17 grudnia 2011, 16:24
ejnochybanie zobacz w pamiętniku :)
- Dołączył: 2011-01-20
- Miasto: Toruń
- Liczba postów: 518
17 grudnia 2011, 18:01
A ja tam kocham płatki owsiane <3 Że tak się odwołam do wcześniejszej dyskusji, a błonnik to moja druga miłość (ostatnio dostałam błonnik z zieloną herbatą o.O ale smak właściwie bez zmian). Codziennie na śniadanie jem musli, żurawina i te sprawy.
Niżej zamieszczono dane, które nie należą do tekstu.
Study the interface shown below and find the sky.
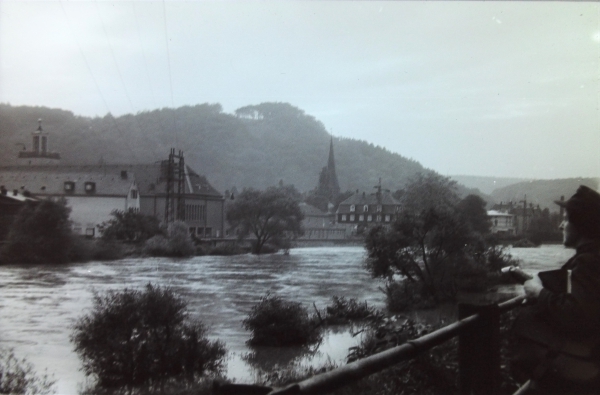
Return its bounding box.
[0,0,600,179]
Zastanawiam się, czy ruszyć się do Pure, bo to jakieś 8 przystanków, a nie chce mi się tyłka zwlekać tak daleko...
17 grudnia 2011, 18:20
Enough daleko? jejku, ja do Lublina mam 24 km, to jest daleko ;)
Ej, zawsze po a6w mnie boli głowa. I to tak konkretnie..
- Dołączył: 2011-01-20
- Miasto: Toruń
- Liczba postów: 518
17 grudnia 2011, 18:24
A co jest w Lublinie? ;p
Ale ja niemalże codziennie muszę tak jeździć w tę i z powrotem na siłownię, więc czasami naprawdę mi się nie chce. Zwłaszcza, że uczelnia to inny kierunek ;/
17 grudnia 2011, 18:35
No w Lublinie przypuszczam, że jest jakaś siłka. Gdybym mieszkała tylko 8 przystanków od siłki tak jak Ty to bym nie czekała, tylko jeździła:)
17 grudnia 2011, 18:43
ja do skozly mam ponad 30 km...
17 grudnia 2011, 18:49
Ja oglądałam "Oczy anioła". Trafiłam na to przez przypadek i nie mogłam się potem oderwać przez co obiad zjadłam dopiero o 16.
- Dołączył: 2011-01-20
- Miasto: Toruń
- Liczba postów: 518
17 grudnia 2011, 23:53
Bezimienna jasne, tylko, że jak tam jadę to ok. 2,5 h mam w tyłku- dojazd, szatnia, ćwiczenia, kąpiel +/- sauna, powrót jak tramwaj pasuje... A szczególnie w weekendy. No, ale byłam i nie żałuje: w szatni zagadała do mnie Pani, która szła na bieżni obok, powiedziała, że jest pod wrażeniem mojej kondycji o.O Ale miłe to było bardzo!
18 grudnia 2011, 00:23
Nie dziwię się :) Też bym chciała mieć kondychę, ale się ostatnio opierniczałam, więc nie wiem, czy tak szybko ją zdobędę. W każdym razie, jutro mam zamiar wstać wcześniej niż dziś i iść pobiegać. Może nawet wytrzymam te 30 minut bez dwuminutowej przerwy?
- Dołączył: 2011-01-20
- Miasto: Toruń
- Liczba postów: 518
18 grudnia 2011, 00:48
Ale ja nie mam kondycji... W ogóle odkąd chodzę do Pure (polowa listopada), może mi się ona poprawiła, ale nie jest na pewno nadzwyczajna. Oczywiście mówiłam o tym tej miłej Pani, ale ona powiedziała, że obserwuje ludzi, którzy biegają i stwierdza, że nie mają kondycji. A co do czasu: ja najpierw chodzę ok. 4 minuty, potem biegnę 10-15 min. tempem 9-10/h, potem znowu przerwa i kolejne 10/15 min. w takim samym tempie albo intensywniej. Myślę, że 40 min. bez przerwy bym nie wytrzymała, chyba, że w mniejszym tempie, np. 8.5/h. No i jeszcze jestem przekonana, że na bieżni biega się lepiej niż na dworze: pogoda nie przeszkadza, wiatr, spadająca czapka, przewiane uszy itp. To też pewnie sporo ułatwia.